Stablecoins have been around for a long time since the advent of BitShares back in 2014. They’ve gotten more popular with the utilization of Tether on the Omni network and backed by the same people as BitFinex. Let’s dive straight in and discuss what they’re for.
What are stablecoins?
Stablecoins are a dollar-denominated cryptocurrency. The supposed benefits are that you get the convenience of cryptocurrency (fast settlement, less regulatory hurdles, etc) with the stability of the dollar (or another fiat currency). This makes arbitraging between exchanges more convenient, for example, allowing for a more stable BTC price between exchanges.
Generally, 1 token of the stablecoin (SteemIt Dollars, Basis, Tether, etc) is supposed to be worth $1. The rate fluctuates in the market as Tether’s traded as low as $0.85, but that’s supposed to be the exception, not the norm. Some are supposed to be able to be converted to USD directly like Tether. Others have mechanisms to change the value towards $1 should the token price go up or down like Basis.
How do they work?
There are two types fully backed and algorithmic, and they’re both more or less centralized. Fully backed stablecoins have a fully reserved backing of the money in a bank. That is, for every $1 of the stablecoin that exists, $1 is in the bank. This is what Tether is purported to be doing. Algorithmic stablecoins have a market mechanism to change the price of the currency so the currency follows the dollar.
Are they actually stable?
Tether’s been stable for a long time. Apparently, the possibility that the Tethers are backed by USD in some bank is enough for it to trade at parity most of the time. As with anything centralized there are additional risk factors that come into play that affect the stability of the fully backed stablecoins.
For example, having the bank account seized would almost immediately make the actual Tethers drop significantly in value as they would no longer be backed.

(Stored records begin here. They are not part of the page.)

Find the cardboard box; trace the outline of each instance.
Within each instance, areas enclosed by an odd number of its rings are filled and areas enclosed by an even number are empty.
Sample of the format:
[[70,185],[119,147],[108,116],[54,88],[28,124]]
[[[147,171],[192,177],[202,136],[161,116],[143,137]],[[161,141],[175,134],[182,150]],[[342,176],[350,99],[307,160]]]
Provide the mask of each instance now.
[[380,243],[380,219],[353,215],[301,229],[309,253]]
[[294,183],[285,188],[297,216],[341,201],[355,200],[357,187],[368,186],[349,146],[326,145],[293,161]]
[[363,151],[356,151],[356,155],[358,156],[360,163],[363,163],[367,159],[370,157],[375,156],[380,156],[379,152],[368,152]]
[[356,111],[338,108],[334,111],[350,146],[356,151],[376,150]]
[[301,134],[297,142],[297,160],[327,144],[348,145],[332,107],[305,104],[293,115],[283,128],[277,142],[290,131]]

Secondly, the algorithmic stablecoins that try to keep the peg through market-based incentives fluctuate more often, and require peg-correcting buys/sells to kick in. Basis does this through bond sales and subsequent redemption. SteemIt Dollars does this through an automated buy/sell using some reserve SteemIt tokens.
What’s the risk?
First, if the coin is fully or partially backed by dollars in a bank, the bank account can get seized. This can be due to a variety of things, including AML/KYC laws, socialization of accounts or any number of government actions.
Second, there are a whole lot of other centralization risks. The custodians of Tether can embezzle the money somehow. The bank could close the account and cause a drawn-out legal battle. The dollars could be fractionally reserved instead of fully backed, in which case a bank run could cause the price of the coin to drop dramatically.
Third, there are risks related to algorithmic manipulations. Bonds bought in Basis could expire without paying anything. There are software updates to consider and the centralized development team could introduce a bug that could ruin the monetary policy.
Why can’t we have a stablecoin without risk?
The reason is something called the Impossible Trinity. There are three things that central bankers want and they are:
- Independent monetary policy or the ability to issue/destroy tokens by its own policy and not by another organization’s
- Free capital flows or the ability to convert to something else at will
- Peg to another currency or stability with respect to another currency
Clearly, a stablecoin to be stable needs to have #3. #2 is what makes a cryptocurrency useful. #1 is the only way that any of these stablecoins can make money.
You can only have 2 of these three and for Bitcoin, #3 is what is sacrificed and hence the fluctuations in price.
Stablecoins are trying to get all three and it’s usually done in a way as to hide the risk involved.
Should I invest in stablecoins?
If you have the ability to redeem stablecoins quickly and easily and trust the issuer, then stablecoins may be useful to you. In other words, if you don’t mind the centralization risk of a fully-backed coin, this is something that you may be able to use in lieu of dollars in your bank account.
Algorithmic coins are a lot riskier as they are not fully backed and that means there’s risk of losing money simply due to market forces.
Stablecoins are a centralized cryptocurrency that happens to be stable with the dollar. In that sense, it’s a lot more practical than almost every altcoin as at least there’s a peg to a lot of people’s unit of account. The fully backed coins are centralized, but at least it’s very clear that they are and they’re not pretending to be decentralized unlike so many altcoins.